Medium:  Engineered Cemetitious Composite, recycled foam

Dimensions:  16 in high x 16 in wide x 16 in deep

The Cube Series, available in four variants, boasts a remarkably flexible range of functions. A Cube can serve as a stool, ottoman, table or artwork. Standing alone, it makes a strong sculptural statement. At the opposite end of the applications spectrum, several Cubes can be grouped or ganged together as highlight pieces in informal, transitional or reception areas, or as outdoor furniture.

The Cube looks old and otherworldly; however, any formal representation is purely coincidental. Rather, the Cube Series exemplifies two of STACKLAB’s continuing interests. First, to create objects whose appearance tells the viewer something about how it was made. In this case, the Cubes celebrate the industrial process that creates moulds for producing sand-cast metal parts.

More importantly, STACKLAB has an interest in reintegrating historic materials into the scaled production of useful, modern objects. While patterns are still commonly used in manufacturing, they are regularly decommissioned and archived in response to industry innovation. There is a growing abundance of unproductive industrial patterns in foundries and factories. Many of these historic patterns were hand-carved by craftspeople whose specialized knowledge of metallurgy and woodworking has been mostly forgotten in today’s era of computer-aided manufacturing.

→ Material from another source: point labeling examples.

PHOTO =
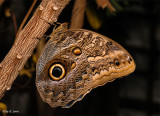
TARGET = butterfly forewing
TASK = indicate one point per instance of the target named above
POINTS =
(88, 60)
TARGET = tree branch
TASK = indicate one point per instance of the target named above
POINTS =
(48, 11)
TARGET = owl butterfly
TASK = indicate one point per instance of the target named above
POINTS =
(74, 61)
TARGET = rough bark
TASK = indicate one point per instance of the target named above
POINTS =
(47, 12)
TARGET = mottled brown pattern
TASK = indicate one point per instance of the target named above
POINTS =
(95, 65)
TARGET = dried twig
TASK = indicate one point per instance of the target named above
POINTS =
(78, 14)
(25, 43)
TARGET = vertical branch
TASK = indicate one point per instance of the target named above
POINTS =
(25, 43)
(78, 14)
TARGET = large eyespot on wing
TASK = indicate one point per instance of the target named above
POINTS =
(57, 71)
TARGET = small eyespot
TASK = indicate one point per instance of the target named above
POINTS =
(117, 63)
(130, 59)
(56, 72)
(77, 51)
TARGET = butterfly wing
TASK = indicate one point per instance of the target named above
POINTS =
(78, 61)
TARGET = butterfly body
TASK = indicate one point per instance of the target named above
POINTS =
(88, 60)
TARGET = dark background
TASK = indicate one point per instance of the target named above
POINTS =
(136, 28)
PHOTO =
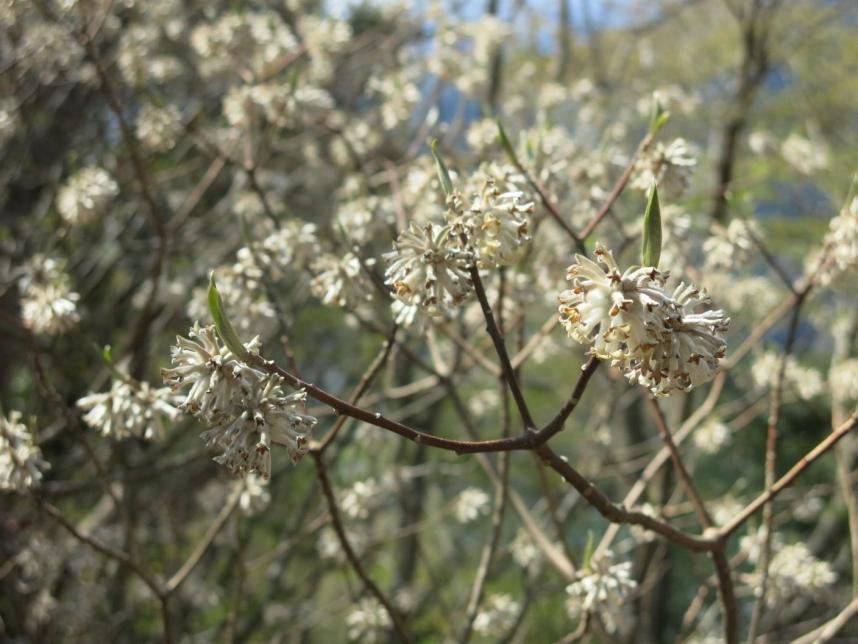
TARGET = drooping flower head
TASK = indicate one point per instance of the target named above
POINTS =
(21, 462)
(664, 341)
(248, 408)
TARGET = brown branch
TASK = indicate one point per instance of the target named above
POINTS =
(352, 557)
(771, 456)
(205, 543)
(360, 389)
(500, 348)
(752, 508)
(684, 478)
(617, 190)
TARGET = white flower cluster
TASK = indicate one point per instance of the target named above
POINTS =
(247, 407)
(732, 246)
(470, 504)
(496, 222)
(340, 281)
(793, 571)
(357, 501)
(525, 552)
(843, 380)
(86, 195)
(670, 166)
(158, 128)
(664, 341)
(430, 263)
(276, 103)
(497, 616)
(254, 496)
(803, 154)
(428, 267)
(141, 58)
(842, 240)
(21, 462)
(256, 40)
(48, 304)
(368, 622)
(601, 590)
(804, 381)
(711, 436)
(129, 409)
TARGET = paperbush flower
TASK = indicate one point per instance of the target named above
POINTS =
(664, 341)
(499, 224)
(248, 408)
(21, 462)
(669, 166)
(129, 409)
(429, 267)
(158, 128)
(48, 304)
(86, 195)
(601, 590)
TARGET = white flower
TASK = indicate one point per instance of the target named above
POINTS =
(357, 501)
(690, 350)
(804, 381)
(841, 240)
(470, 504)
(601, 590)
(257, 40)
(248, 407)
(429, 268)
(340, 281)
(733, 246)
(368, 622)
(794, 571)
(501, 222)
(496, 616)
(158, 128)
(86, 195)
(804, 155)
(669, 166)
(21, 462)
(129, 409)
(661, 340)
(48, 305)
(525, 553)
(711, 436)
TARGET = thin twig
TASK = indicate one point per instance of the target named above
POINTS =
(353, 559)
(205, 543)
(500, 348)
(617, 190)
(771, 455)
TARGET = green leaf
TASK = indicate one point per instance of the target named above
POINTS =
(222, 323)
(588, 550)
(651, 250)
(658, 116)
(443, 174)
(503, 139)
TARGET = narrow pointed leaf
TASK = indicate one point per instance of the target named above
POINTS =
(651, 250)
(443, 174)
(222, 324)
(658, 116)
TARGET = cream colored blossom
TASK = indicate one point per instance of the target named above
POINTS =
(86, 195)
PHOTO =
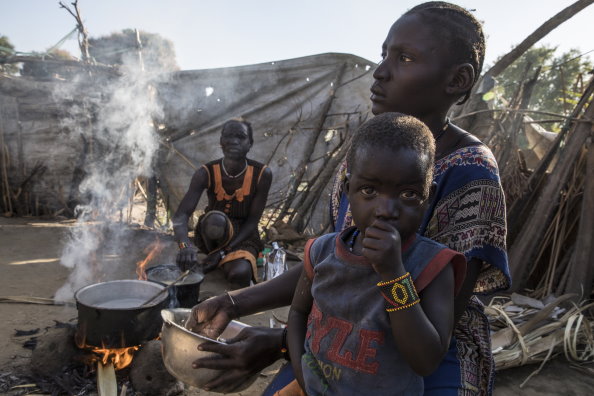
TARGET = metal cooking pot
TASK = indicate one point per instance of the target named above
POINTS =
(110, 314)
(180, 349)
(183, 294)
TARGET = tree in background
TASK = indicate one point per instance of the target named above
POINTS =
(44, 68)
(560, 83)
(158, 53)
(6, 49)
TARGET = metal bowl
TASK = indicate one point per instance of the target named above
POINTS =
(111, 314)
(180, 349)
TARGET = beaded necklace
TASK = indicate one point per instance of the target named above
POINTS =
(353, 239)
(443, 130)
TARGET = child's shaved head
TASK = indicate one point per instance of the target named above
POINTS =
(395, 131)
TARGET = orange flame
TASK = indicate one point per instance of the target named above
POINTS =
(119, 357)
(153, 249)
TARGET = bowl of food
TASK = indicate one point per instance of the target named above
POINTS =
(180, 348)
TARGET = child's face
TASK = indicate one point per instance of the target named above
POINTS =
(388, 185)
(412, 76)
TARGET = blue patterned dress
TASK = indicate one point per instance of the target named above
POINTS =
(467, 215)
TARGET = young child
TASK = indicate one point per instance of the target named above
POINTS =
(358, 323)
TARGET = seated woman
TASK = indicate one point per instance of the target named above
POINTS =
(237, 189)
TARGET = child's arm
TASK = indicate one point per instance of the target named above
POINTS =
(297, 325)
(422, 332)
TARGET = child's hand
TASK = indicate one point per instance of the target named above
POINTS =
(381, 246)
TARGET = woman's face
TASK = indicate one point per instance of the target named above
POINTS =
(412, 76)
(235, 141)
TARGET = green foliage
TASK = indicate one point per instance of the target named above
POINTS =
(559, 85)
(6, 49)
(120, 48)
(42, 70)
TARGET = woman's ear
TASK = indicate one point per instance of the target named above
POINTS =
(461, 79)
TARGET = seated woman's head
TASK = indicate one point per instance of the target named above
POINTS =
(390, 166)
(431, 59)
(236, 138)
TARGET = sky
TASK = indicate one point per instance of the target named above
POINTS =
(220, 33)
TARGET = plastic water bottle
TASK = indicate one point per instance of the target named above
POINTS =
(275, 262)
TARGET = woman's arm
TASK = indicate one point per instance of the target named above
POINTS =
(256, 210)
(212, 316)
(297, 325)
(423, 331)
(255, 347)
(188, 256)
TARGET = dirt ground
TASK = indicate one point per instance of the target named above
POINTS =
(30, 249)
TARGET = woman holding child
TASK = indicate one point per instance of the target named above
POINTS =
(432, 57)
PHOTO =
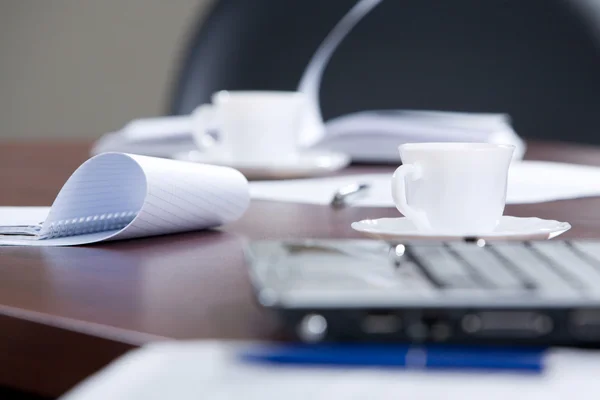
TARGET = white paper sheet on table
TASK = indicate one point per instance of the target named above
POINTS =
(121, 196)
(209, 370)
(529, 182)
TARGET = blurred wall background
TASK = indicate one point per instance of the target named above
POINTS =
(79, 68)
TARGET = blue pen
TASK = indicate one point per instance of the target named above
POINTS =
(409, 357)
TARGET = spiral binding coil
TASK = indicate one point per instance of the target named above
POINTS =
(89, 224)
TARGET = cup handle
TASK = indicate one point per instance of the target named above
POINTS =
(402, 173)
(202, 117)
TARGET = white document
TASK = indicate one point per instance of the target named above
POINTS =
(120, 196)
(210, 370)
(528, 182)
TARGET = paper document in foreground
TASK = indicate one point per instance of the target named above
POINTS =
(211, 370)
(120, 196)
(528, 182)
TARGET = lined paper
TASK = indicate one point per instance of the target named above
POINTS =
(153, 196)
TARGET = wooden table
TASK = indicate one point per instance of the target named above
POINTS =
(66, 312)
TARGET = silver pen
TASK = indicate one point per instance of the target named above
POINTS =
(343, 195)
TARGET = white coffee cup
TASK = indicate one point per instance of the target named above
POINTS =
(457, 188)
(252, 126)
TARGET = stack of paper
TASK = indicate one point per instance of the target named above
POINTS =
(120, 196)
(528, 182)
(370, 136)
(210, 370)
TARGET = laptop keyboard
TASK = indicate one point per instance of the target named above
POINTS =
(537, 266)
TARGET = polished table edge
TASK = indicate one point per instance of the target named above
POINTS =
(31, 342)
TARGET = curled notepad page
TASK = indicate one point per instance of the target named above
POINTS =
(116, 196)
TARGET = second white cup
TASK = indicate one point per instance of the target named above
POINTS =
(253, 126)
(456, 188)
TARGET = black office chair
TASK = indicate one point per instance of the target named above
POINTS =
(537, 60)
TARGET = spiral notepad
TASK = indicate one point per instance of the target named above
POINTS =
(120, 196)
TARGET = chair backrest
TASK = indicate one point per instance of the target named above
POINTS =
(537, 60)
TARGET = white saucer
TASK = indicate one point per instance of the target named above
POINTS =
(302, 165)
(509, 228)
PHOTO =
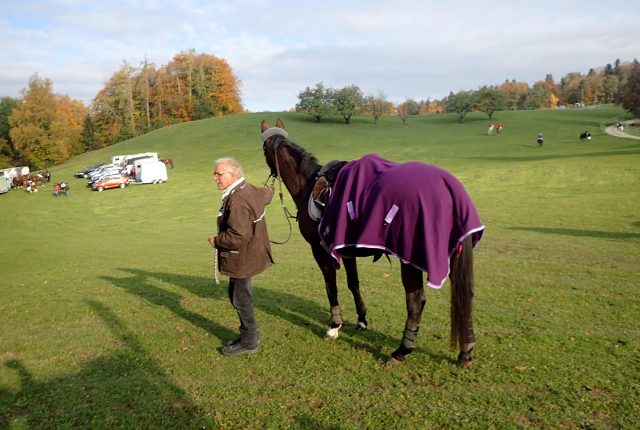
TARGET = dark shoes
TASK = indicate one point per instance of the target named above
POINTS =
(237, 347)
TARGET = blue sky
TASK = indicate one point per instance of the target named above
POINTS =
(417, 49)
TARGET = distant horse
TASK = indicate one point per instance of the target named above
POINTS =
(299, 171)
(46, 176)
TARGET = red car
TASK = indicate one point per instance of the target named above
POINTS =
(112, 181)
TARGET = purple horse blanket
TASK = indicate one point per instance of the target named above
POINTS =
(417, 212)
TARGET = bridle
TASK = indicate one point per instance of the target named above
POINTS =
(287, 214)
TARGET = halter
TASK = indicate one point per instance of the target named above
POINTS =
(287, 214)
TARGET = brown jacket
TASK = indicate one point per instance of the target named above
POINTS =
(243, 241)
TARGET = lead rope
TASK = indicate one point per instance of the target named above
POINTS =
(215, 266)
(287, 214)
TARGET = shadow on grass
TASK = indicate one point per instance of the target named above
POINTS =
(628, 151)
(581, 233)
(127, 389)
(294, 309)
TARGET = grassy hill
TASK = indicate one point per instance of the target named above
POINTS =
(110, 317)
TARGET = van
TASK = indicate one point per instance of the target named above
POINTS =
(150, 172)
(118, 160)
(130, 160)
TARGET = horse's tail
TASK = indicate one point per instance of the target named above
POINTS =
(461, 296)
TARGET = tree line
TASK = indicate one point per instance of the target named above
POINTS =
(610, 84)
(40, 128)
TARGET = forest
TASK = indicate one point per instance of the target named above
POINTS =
(40, 129)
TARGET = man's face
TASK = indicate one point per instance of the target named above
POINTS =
(222, 177)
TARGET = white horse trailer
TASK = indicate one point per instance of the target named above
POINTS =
(150, 172)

STACKLAB has been experimenting with disused wooden patterns, made between 1890 and 1950, to create cast furnishings and sculptures that reuse the patterns in a different, contemporary way.

One reuse strategy, exemplified by the Cube Series, is to reconfigure a wooden pattern of a decommissioned, historic pump as a mould to make a casting in an alternative, low-temperature medium such as Engineered Cementitious Composite (ECC).

ECC resembles, but is more elastic and less brittle than, concrete, and better suited for the building of furniture. It uses recycled glass as an aggregate and recycled fiber as a reinforcing agent.

This composition reduces to a half-inch the three-inch structural thickness required with conventional steel-reinforced concrete construction. Such performance makes it possible to use ECC as a skin around a lightweight recycled foam core.

Unlike metal, ECC can be cast directly from a wooden pattern, creating a robust negative or inverse of the original. The specific industrial shapes of these patterns become non-specific when inverted, lending themselves to flexible programming. Indeed, the Cubes can be oriented on any of their six sides.

As for the Cube’s variants, four different details, each bearing distinct though related geometries and designated Cube A through D, were cast from the same vintage wooden pattern, divided into quarters.

Each piece in this limited series is available exclusively at Maison Gerard.